De la même façon, on peut se
demander ce que serait l’esprit en dehors de son corps : aurait-il quoique
ce soit à connaître ? C’est que la fonction du corps, est d’entretenir la
connexion entre le monde extérieur et l’esprit. Et c’est lorsque cette connexion est
assurée que l’esprit devient effectivement « conscience ».
C’est ainsi que je
définirais donc l’esprit : une conscience dénuée de corps. Et à l'inverse, la
conscience : un esprit disposant d’un corps le mettant en relation avec le
monde. Il n’existe certes aucun moyen de prouver que l’esprit est caché dans le corps
mais il sera toujours vrai qu’un être conscient est un être qui sait qu’il est
vivant et que le monde l’entoure. De sorte qu’être mort revient à être coupé de
la connexion nous reliant au monde par le corps : une mort cérébrale n’est
rien d’autre que cela.
Commentaires
Pour ma part, je n'ai de l'histoire de la philosophie que l' enseignement qu'on m'en a fait en terminale A (il y a 35 ans). Par contre les lumières des sciences ne m'ont jamais manquées, et il me semble qu'il n'y a pas d'équivoques au regard des connaissances acquises : L'esprit ( ou tout autre mot/concept qu'on mettra à sa place) est un produit du cerveau. La conscience "se forme" dans un cerveau vivant, et s'éteint quand le cerveau meurt. Notre propre mort nous la vivrons comme une perte de conscience (sans retour, hélas).
Nous percevons de nous-même, organisme vivant, ce qui est présent à notre conscience (nos sensations, nos pensées...) mais le reste de ce qui se passe dans notre corps nous l'ignorons parce que l' évolution ne nous a pas doté de la faculté de percevoir l'intégralité de ce qui se passe en nous. C'est pour cela que nous nous sentons comme un esprit qui se connait intimement dans un corps que nous ne connaissons que partiellement. Le conducteur d'une voiture moderne est mieux informé par son tableau de bord de l'état de son véhicule que nous ne le sommes de l'état de nos organes. Les mécanismes de l'évolution ne sont pas réfléchis et n'aboutiront jamais à des intelligences idéales et omniscientes dans des corps parfaits. Intelligence, esprit, conscience, oui mais avec les limites et les contingences biologiques, et qui ne sont pas apparus de rien dans le cerveau animal mais par une évolution de l' organisation du cerveau et de ses facultés sensorielles primitives.

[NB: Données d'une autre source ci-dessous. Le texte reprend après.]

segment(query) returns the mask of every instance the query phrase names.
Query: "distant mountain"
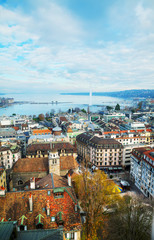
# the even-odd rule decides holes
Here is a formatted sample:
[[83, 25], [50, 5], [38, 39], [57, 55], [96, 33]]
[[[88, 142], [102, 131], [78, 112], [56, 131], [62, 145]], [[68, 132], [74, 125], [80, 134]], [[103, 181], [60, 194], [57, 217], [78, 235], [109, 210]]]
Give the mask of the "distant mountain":
[[[84, 95], [88, 96], [88, 92], [84, 93], [61, 93], [61, 95]], [[117, 92], [93, 92], [93, 96], [109, 96], [118, 98], [154, 98], [154, 90], [150, 89], [133, 89]]]

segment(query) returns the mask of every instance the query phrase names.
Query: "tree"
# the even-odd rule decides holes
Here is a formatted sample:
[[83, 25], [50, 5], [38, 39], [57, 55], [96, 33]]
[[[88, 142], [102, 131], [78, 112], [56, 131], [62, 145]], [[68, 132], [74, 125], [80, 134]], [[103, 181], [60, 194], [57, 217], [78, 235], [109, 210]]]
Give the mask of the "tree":
[[53, 116], [55, 114], [55, 109], [51, 109], [50, 116]]
[[84, 108], [81, 109], [81, 112], [83, 112], [83, 113], [87, 113], [86, 110], [85, 110]]
[[44, 114], [43, 113], [39, 114], [38, 118], [40, 121], [43, 121], [45, 119]]
[[120, 105], [117, 103], [117, 105], [115, 106], [115, 110], [116, 111], [120, 111]]
[[125, 196], [109, 216], [106, 240], [150, 240], [151, 229], [152, 207], [141, 197]]
[[143, 102], [139, 102], [139, 103], [138, 103], [138, 108], [139, 108], [139, 110], [141, 110], [142, 104], [143, 104]]
[[113, 107], [111, 107], [111, 106], [106, 106], [106, 109], [107, 109], [108, 111], [111, 111], [111, 110], [113, 109]]
[[74, 181], [75, 191], [86, 213], [82, 239], [104, 239], [102, 235], [103, 237], [106, 235], [108, 222], [105, 206], [111, 206], [119, 201], [119, 195], [112, 194], [114, 182], [109, 180], [104, 172], [97, 171], [91, 174], [87, 170], [83, 170], [83, 174], [76, 176]]

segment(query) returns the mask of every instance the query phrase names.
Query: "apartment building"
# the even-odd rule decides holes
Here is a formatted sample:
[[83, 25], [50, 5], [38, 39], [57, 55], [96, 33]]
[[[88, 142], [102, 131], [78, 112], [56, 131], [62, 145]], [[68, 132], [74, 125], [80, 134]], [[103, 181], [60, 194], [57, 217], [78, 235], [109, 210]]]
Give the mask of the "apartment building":
[[6, 171], [4, 167], [0, 167], [0, 188], [6, 188]]
[[135, 185], [148, 198], [154, 197], [154, 149], [134, 148], [130, 174]]
[[123, 146], [114, 139], [104, 139], [89, 132], [77, 136], [77, 152], [81, 161], [105, 171], [117, 171], [123, 166]]
[[123, 164], [130, 168], [131, 152], [137, 147], [153, 147], [154, 136], [151, 129], [104, 132], [103, 137], [113, 138], [123, 145]]
[[0, 147], [0, 166], [6, 169], [12, 168], [13, 164], [21, 158], [19, 146], [1, 146]]

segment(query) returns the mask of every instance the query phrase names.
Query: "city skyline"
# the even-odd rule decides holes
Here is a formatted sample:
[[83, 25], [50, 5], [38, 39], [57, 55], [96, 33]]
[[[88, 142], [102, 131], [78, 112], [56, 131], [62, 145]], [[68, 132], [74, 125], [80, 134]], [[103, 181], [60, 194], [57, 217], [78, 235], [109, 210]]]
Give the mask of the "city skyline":
[[154, 2], [0, 1], [0, 92], [153, 89]]

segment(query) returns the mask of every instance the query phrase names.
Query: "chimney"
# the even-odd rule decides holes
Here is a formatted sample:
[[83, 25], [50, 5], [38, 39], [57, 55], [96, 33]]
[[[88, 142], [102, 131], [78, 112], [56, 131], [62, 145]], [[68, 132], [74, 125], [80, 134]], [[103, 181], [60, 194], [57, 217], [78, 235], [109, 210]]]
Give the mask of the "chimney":
[[29, 210], [30, 210], [30, 212], [33, 211], [33, 199], [32, 199], [32, 194], [31, 193], [29, 195]]
[[5, 196], [5, 188], [4, 187], [0, 187], [0, 197], [4, 197]]
[[78, 211], [78, 205], [77, 205], [77, 203], [75, 203], [75, 212], [77, 212]]
[[35, 189], [35, 178], [30, 178], [30, 189]]
[[47, 209], [47, 216], [50, 216], [50, 204], [49, 204], [49, 200], [47, 200], [46, 209]]
[[68, 186], [71, 187], [72, 183], [71, 183], [71, 175], [70, 175], [70, 173], [68, 174], [67, 179], [68, 179]]

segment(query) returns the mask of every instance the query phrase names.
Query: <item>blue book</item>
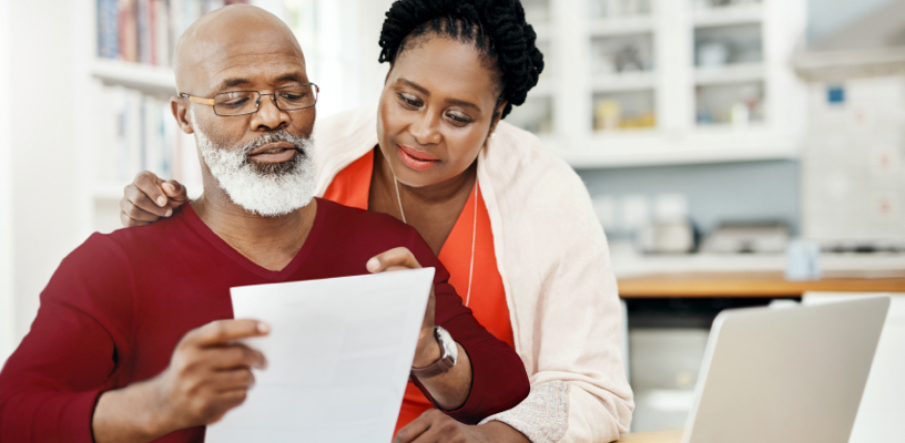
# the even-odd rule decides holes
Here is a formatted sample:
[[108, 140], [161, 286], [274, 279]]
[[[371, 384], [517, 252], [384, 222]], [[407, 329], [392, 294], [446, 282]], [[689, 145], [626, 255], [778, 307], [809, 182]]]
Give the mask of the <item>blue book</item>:
[[98, 56], [116, 59], [120, 54], [116, 0], [98, 0]]

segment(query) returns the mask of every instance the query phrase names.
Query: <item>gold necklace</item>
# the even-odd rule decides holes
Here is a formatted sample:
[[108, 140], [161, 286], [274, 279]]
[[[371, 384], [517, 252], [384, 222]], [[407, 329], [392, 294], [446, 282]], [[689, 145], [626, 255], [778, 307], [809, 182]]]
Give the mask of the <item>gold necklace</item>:
[[[393, 184], [396, 186], [396, 202], [399, 204], [399, 214], [403, 216], [403, 223], [408, 224], [405, 219], [405, 209], [403, 209], [403, 197], [399, 195], [399, 181], [396, 179], [396, 174], [393, 174]], [[471, 260], [468, 264], [468, 291], [465, 296], [465, 306], [471, 301], [471, 277], [475, 276], [475, 234], [478, 230], [478, 178], [475, 177], [475, 212], [471, 217]]]

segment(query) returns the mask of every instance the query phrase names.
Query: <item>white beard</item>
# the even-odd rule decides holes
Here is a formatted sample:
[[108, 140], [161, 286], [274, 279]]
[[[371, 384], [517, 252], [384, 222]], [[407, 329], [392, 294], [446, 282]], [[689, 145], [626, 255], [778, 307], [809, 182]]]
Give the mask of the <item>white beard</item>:
[[[217, 146], [197, 125], [193, 126], [201, 155], [211, 175], [220, 182], [220, 186], [233, 203], [245, 210], [264, 217], [277, 217], [307, 206], [314, 198], [317, 171], [312, 158], [311, 137], [303, 138], [281, 131], [264, 135], [244, 146]], [[258, 171], [252, 164], [253, 161], [247, 158], [247, 153], [273, 141], [293, 143], [304, 154], [296, 154], [296, 163], [288, 171]]]

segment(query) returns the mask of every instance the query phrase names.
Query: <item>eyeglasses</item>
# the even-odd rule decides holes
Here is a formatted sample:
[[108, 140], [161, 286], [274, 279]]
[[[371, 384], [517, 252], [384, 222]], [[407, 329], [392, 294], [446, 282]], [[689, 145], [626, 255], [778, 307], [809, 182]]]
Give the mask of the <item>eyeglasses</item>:
[[221, 92], [211, 99], [185, 93], [181, 93], [180, 96], [194, 103], [214, 106], [214, 114], [216, 115], [232, 117], [256, 113], [261, 109], [261, 97], [264, 95], [272, 95], [274, 104], [281, 111], [299, 111], [312, 107], [317, 103], [319, 92], [321, 89], [316, 84], [306, 83], [277, 87], [273, 94], [262, 94], [257, 91], [230, 91]]

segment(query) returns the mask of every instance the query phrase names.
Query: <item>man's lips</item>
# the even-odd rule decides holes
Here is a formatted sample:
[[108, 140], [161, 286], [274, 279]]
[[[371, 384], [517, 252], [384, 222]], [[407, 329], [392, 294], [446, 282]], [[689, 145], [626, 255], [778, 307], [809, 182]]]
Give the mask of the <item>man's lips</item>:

Sans ambage, je suis rationnaliste, et les idées spiritualistes sont pour moi d'un autre temps. Les constatations et les mots de la biologie me semblent plus adéquats pour décrire le phénomène de la pensée que le language de la philosophie, à fortiori que ses discours multiples et anciens. J'appelle les philosophes contemporains à se nourrir intensément des connaissances acquises depuis le triomphe de la méthode scientifique, ce que n'aurait sans doute pas manqué de faire Aristote s'il l'avait pu.
Pourtant si je suis à écrire ce commentaire, c'est parce que je cherchais sur vos pages philosophiques les ferments nécessaires pour m'aider à progresser dans mes propres réflexions, trop peu philosophiques sans doute. Et ce commentaire prouve par son existence que vous m'avez fait réfléchir à la philosophie. Merci donc.